Born/ Barleben l Kaum hatte sich der Nebel verzogen, gingen sie ans Werk. In einem Nadelwald bei Born in der Altmark wimmelte es am Sonnabendmorgen vor rund 100 eifrigen Schülern und Eltern des Ecole-Gymnasiums in Barleben. Ausgerüstet mit Spaten und großem Tatendrang gingen sie gemeinsam ans Werk. Im Rahmen der Aktion „Ohne Moos nix los“ pflanzten sie insgesamt 5000 junge Eichen. Die Kinder wollten sich damit Geld für ihre Jugendfeier verdienen. Die Waldbauern Simone und Lutz Freytag brauchten wiederum Pflanz-Helfer für ihre Setzlinge.

„Die Aktion diente auch der Artenvielfalt und einem vielfältigeren Mischwald, um fit zu sein für den Klimawandel“, erklärt Förster Lutz Freytag, der den Förderverein „Ecole Aktiv“ auf das Projekt aufmerksam machte. Seine Kinder besuchen ebenfalls das Gymnasium in Barleben. Viele hätten sich anfangs ungläubig gezeigt, dass sie es schaffen, an nur einem Tag so viele Bäume in den Boden zu setzen. Pro gepflanzter Eiche verdienten sich die fleißigen Schüler den üblichen Betrag, den auch eine Baumschule berechnet hätte, erklärt Lutz Freytag. Zusammen erwirtschafteten sie pro Stunde rund 1000 Euro für ihre Jugendfeier-Kasse, fügt er hinzu.

„Ich finde es wichtig, dass Kinder den Begriff Nachhaltigkeit am praktischen Beispiel erleben“, sagt Simone Freytag.

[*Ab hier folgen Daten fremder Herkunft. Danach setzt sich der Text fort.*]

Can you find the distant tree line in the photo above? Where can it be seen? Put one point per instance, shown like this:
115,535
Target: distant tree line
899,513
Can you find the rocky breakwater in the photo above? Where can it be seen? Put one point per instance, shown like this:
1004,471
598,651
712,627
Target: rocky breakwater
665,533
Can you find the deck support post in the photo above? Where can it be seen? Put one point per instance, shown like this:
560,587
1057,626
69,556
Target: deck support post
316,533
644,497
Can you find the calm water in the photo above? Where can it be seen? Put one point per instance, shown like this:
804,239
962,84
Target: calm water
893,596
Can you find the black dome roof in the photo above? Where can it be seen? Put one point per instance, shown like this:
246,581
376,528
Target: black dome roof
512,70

Das Organisatorenteam hatte alles genau geplant. „Guido Jäger und Heino Näth hatten alle Hände voll zu tun, um im Rahmen des Jugendfeier-Programms den reibungslosen Ablauf sicherzustellen“, berichtet Lutz Freytag. Nach einer kurzen Einweisung vom Forstfachmann über die richtige Tiefe des Pflanzloches und ausreichend Platz für die Wurzeln, ging es ans Werk.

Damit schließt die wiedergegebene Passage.